ところが、他の参加者が誤った答えを選んだと伝えられると、モデルは自らの判断を曲げて誤答に同調する傾向を見せたという。
興味深いことに、他の参加者が「科学者」や「判事」だと説明された場合、「子ども」や「単なるチャットボット」だと説明された場合に比べ、モデルはより同調しやすくなった。人間社会の権威への追従心理が、AIの応答にも表れた形だ。

少数の「頑固な」エージェントが集団を乗っ取る
もう一つの発見が、少数派による集団操作の可能性だ。意見を変えない「頑固な」敵対的エージェントをごく少数だけ紛れ込ませたところ、残りの個体群全体の意見を恒久的に反転させることができたという。

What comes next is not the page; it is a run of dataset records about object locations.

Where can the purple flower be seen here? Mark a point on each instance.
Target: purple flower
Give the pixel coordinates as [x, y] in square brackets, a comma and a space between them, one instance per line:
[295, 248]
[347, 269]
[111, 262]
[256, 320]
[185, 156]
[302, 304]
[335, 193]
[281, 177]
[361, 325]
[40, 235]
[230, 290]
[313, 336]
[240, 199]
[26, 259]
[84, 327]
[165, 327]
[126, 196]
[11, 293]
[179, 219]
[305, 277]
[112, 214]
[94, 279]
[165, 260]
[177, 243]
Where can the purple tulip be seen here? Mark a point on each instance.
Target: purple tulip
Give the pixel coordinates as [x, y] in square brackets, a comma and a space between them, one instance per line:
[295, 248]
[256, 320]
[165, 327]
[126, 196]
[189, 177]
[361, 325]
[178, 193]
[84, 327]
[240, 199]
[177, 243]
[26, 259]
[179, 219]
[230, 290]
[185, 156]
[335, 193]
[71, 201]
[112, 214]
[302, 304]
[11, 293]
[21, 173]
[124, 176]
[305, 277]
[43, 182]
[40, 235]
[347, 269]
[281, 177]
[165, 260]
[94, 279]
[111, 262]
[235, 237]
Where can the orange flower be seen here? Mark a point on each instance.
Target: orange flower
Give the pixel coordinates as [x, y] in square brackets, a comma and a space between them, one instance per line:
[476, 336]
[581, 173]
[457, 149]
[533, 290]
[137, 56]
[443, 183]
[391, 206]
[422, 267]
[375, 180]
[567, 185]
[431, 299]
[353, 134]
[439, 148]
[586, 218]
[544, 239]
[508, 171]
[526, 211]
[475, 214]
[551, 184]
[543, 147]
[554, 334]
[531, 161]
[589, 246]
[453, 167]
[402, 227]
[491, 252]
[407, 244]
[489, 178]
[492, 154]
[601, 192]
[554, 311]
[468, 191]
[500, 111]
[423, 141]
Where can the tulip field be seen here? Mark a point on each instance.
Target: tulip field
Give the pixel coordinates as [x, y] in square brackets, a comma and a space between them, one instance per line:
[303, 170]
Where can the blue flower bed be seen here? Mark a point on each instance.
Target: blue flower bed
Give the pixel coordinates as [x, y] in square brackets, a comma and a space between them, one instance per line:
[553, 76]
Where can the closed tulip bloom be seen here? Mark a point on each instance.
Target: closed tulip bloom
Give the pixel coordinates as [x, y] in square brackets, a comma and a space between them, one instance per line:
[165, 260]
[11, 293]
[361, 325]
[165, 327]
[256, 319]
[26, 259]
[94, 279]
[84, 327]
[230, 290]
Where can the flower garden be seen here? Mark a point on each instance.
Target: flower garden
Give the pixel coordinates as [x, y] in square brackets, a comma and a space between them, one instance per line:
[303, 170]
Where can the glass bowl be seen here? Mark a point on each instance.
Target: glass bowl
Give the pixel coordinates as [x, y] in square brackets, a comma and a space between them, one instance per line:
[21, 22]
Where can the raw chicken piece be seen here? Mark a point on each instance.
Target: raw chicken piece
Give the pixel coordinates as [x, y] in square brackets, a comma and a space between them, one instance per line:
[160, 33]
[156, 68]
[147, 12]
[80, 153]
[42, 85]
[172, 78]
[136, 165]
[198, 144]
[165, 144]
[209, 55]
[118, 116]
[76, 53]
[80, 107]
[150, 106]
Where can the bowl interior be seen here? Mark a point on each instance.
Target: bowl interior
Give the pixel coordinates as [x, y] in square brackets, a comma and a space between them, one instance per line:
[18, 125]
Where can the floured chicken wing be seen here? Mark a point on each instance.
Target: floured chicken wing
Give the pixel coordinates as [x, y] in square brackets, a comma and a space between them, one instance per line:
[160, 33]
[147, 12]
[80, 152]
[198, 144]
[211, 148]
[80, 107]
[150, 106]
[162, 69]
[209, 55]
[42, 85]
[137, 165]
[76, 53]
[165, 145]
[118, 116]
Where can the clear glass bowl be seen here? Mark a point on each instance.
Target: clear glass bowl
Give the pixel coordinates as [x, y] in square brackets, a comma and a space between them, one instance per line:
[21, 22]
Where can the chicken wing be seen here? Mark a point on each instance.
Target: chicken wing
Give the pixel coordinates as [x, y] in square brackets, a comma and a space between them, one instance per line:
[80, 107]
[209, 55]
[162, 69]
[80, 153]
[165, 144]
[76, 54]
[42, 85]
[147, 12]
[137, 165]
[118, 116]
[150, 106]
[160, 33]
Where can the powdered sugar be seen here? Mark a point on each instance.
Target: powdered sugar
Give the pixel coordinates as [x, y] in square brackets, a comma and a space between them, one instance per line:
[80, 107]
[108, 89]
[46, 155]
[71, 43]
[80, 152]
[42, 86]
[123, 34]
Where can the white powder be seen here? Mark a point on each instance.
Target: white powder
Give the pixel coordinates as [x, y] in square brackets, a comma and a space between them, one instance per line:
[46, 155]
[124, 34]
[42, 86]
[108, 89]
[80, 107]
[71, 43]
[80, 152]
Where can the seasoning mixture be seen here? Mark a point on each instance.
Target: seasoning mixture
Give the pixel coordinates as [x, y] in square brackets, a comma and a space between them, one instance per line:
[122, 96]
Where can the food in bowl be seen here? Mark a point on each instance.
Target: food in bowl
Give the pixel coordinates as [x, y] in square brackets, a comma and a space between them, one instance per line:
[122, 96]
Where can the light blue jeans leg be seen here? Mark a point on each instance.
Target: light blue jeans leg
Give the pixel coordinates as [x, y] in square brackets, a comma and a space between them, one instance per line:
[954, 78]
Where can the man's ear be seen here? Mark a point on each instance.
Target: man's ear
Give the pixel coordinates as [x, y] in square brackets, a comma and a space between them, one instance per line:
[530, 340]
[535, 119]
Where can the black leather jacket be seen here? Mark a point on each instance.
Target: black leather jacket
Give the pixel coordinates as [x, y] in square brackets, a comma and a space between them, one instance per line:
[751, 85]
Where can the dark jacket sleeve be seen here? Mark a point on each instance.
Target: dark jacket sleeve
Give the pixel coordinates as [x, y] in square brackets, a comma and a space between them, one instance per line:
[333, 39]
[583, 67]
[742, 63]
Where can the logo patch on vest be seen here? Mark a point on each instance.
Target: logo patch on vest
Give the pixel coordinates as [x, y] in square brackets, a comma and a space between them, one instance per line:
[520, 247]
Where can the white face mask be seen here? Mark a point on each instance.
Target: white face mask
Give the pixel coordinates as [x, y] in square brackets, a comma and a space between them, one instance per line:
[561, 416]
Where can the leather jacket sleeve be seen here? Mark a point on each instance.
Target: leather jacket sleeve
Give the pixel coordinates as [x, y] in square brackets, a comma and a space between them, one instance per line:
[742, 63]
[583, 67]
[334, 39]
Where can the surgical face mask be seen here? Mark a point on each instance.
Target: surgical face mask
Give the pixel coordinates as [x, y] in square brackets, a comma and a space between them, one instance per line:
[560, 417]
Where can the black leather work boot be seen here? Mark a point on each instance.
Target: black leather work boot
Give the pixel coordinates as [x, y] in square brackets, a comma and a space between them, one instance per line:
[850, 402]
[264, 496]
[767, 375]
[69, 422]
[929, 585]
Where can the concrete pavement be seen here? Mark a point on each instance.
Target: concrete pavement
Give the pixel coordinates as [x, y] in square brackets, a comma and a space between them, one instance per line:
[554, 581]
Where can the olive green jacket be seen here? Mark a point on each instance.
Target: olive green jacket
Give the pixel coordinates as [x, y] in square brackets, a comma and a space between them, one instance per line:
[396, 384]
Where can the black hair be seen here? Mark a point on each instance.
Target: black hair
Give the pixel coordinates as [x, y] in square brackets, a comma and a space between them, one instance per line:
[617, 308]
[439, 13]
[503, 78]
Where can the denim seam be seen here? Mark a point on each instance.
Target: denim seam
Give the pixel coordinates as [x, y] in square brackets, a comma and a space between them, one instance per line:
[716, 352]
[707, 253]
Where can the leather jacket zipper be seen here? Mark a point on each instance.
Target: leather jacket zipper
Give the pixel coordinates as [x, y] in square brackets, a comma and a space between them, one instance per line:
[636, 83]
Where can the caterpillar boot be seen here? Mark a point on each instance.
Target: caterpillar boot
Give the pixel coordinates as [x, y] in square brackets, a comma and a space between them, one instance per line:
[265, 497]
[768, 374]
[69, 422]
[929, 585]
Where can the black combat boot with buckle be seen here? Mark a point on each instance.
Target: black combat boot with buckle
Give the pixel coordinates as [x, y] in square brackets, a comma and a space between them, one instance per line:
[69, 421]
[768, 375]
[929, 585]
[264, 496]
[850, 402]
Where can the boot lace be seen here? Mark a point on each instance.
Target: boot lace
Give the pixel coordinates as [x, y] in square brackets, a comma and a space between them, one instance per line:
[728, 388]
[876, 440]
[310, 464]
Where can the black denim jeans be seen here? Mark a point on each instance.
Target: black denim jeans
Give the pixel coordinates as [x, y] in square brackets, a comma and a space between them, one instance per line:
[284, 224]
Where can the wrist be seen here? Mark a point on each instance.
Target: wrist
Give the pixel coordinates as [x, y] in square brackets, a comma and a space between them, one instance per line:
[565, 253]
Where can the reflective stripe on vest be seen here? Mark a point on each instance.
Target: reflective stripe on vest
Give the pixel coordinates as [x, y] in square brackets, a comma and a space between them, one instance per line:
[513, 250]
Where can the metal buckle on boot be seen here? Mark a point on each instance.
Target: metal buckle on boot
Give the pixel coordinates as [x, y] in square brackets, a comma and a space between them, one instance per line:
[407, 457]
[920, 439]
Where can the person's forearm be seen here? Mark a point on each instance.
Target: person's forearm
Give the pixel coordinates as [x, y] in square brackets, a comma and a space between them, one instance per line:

さらに不気味なのは、その敵対的エージェントを後から取り除いても、個体群は誤った状態に留まり続けた点だ。一度形成された誤った合意は、原因が消えても自己増殖的に維持されるということになる。
デ・マルツォ氏は、人間社会の同調現象を心理学と社会学が1世紀かけて解明してきたことに触れ、個々のAIモデルを安全性の観点から調整しても、それが集団として何をするかについてはほとんど示唆を与えないと述べている。
同氏は今回の実験設定が意図的に最小限で、記憶も利害関係も持たせていない点を強調し、複雑な協調作業の証拠として扱うべきではないと釘を刺す。より複雑な変数を導入すれば、相互作用も変化しうるという留保だ。
とはいえ、複数のAIエージェントが連携する「マルチエージェントAI」の実用化が進む中、個々のモデルが優秀でも集団としては誤った結論に固定化されうるという知見は軽視できない。悪意ある少数のエージェントが紛れ込むだけで集団全体の判断が乗っ取られかねないとしたら——AIの安全性は、単体の性能評価だけでは測れない段階に入りつつあるのかもしれない。